Levelling Up and Regeneration Bill
- The government has promised to devolve more power to local authorities
- In a bid to “revive Britain’s dying high streets”, councils will be able to force landlords to let out empty units that have been empty for a year or longer in compulsory rent auctions
- Local authorities will be granted powers to impose a new type of levy to stimulate the building of essential infrastructures, such as schools and hospitals for public benefit
- A new kind of combined authority dubbed the ‘county deal’ could lead to the delivery of more “joined-up” services
Non-Domestic Rating Bill
- Government has pledged deliver on its promise to improve the business rates system.
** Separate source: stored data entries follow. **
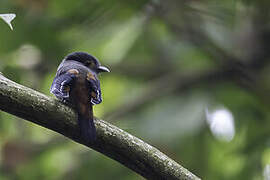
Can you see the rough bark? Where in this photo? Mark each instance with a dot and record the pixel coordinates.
(115, 143)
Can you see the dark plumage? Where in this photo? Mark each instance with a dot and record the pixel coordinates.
(76, 81)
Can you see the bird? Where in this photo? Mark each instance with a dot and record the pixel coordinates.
(76, 83)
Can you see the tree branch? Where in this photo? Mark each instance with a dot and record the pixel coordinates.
(111, 141)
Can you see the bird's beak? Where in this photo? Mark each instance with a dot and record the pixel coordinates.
(103, 69)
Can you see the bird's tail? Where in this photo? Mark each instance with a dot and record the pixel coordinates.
(87, 126)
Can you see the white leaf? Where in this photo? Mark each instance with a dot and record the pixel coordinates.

This new bill would see rates assessed more often
Renters Reform Bill
- A ban on ‘no fault’ evictions, which allow tenancies to be ended at short notice with no explanation
- The Decent Homes standard is set to be extended to the privately rented sector, while a new property portal could make it easier for tenants to hold landlords to account
- However, the government plans to make it easier to evict tenants for anti-social behaviour or repeated rent arrears
- The government mentioned leasehold reform but will not introduce further legislation during this Parliament
Energy Security Bill
- As the government moves towards net zero, an energy security law will provide additional powers to encourage renewable energy and more efficient energy sources
If you’d like to contribute to the conversation around any of these issues, get in touch with email@example.com to discuss it further.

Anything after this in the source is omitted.